Si prende in esame una recente sentenza della Corte di Cassazione n. 1268/2025 Sez. VI Penale relativa al tema dell’elemento oggettivo tipizzante il reato di “maltrattamenti in famiglia”.
Il fatto, in breve: la Corte d’Appello di Torino, con sentenza, confermava la decisione del Giudice di prime cure che aveva condannato Tizio per il delitto di maltrattamenti in famiglia (572 c.p.) nei confronti di Sempronia, moglie.
Con il primo motivo di impugnazione, in particolare, i difensori di Tizio evidenziavano il fatto che costui aveva vissuto lunghi periodi all'estero e che la persona offesa aveva - in totale autonomia - deciso di non lavorare per dedicarsi ai figli. Il tutto era stato possibile, per Sempronia, perché ella aveva sempre fatto affidamento al mantenimento del marito.
I giudici di Piazza Cavour decidono per il mancato accoglimento del ricorso sia per questo che per altri punti di supposta violazione.

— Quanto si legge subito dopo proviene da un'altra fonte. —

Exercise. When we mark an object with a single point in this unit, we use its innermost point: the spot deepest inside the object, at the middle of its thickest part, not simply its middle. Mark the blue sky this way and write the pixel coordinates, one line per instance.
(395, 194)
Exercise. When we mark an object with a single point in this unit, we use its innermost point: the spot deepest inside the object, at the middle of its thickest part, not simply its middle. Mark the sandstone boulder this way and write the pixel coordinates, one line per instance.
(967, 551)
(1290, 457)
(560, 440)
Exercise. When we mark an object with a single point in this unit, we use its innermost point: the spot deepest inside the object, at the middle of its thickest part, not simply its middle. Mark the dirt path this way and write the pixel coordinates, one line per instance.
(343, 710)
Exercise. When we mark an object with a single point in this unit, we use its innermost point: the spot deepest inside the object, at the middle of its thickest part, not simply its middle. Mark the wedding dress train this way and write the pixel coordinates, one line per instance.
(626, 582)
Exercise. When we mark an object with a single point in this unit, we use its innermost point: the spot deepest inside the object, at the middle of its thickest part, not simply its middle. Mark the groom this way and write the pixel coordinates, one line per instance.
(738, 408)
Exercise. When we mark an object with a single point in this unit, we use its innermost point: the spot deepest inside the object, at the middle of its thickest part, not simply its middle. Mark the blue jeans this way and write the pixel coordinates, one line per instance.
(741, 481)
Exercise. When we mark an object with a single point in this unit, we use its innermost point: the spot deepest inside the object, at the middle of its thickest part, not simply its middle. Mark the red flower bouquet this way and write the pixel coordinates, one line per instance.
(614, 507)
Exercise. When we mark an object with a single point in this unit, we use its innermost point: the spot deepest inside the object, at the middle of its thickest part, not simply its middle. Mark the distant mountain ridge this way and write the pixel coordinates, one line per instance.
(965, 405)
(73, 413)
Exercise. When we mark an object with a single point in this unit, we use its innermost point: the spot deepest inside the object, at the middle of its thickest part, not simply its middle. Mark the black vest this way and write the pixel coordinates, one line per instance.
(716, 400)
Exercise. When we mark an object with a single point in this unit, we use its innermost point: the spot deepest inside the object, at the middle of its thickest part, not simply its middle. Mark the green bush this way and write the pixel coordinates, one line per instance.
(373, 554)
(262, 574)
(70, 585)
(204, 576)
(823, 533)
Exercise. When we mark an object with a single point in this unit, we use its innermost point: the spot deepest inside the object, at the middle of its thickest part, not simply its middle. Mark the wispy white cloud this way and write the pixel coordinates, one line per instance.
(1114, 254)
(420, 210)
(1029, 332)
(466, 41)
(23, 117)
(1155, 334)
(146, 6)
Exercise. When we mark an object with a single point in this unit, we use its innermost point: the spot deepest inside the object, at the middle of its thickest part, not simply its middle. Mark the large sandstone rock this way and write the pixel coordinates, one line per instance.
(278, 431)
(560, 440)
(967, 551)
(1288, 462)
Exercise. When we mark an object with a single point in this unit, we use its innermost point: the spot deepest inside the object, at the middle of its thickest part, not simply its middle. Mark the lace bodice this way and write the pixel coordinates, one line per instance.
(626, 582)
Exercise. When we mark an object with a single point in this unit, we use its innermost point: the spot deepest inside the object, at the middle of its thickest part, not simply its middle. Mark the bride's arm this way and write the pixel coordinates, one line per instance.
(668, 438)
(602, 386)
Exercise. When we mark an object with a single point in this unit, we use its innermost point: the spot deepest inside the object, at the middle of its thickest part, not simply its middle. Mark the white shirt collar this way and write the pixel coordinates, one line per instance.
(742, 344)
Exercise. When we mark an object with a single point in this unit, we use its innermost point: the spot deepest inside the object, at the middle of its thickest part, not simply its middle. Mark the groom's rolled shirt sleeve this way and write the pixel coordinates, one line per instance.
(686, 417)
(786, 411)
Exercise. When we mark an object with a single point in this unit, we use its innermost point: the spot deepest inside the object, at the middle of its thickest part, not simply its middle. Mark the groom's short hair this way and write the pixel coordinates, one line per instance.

In particolare, l’istruttoria ben corposa, tenutasi nei due primi gradi di giudizio aveva dimostrato le condotte vessatorie e vieepiù la Sesta Sezione penale utilizza tale provvedimento per ribadire che, in tema di delitti contro la famiglia, integra il delitto di maltrattamenti contro familiari o conviventi la condotta di chi impedisce alla persona offesa di essere economicamente indipendente, nel caso in cui i comportamenti vessatori siano suscettibili di provocare in quest’ultima un vero e proprio stato di prostrazione psico-fisica e le scelte economiche ed organizzative assunte in seno alla famiglia, in quanto non pienamente condivise, ma unilateralmente imposte, costituiscano il risultato di comprovati atti di violenza o di prevaricazione psicologica.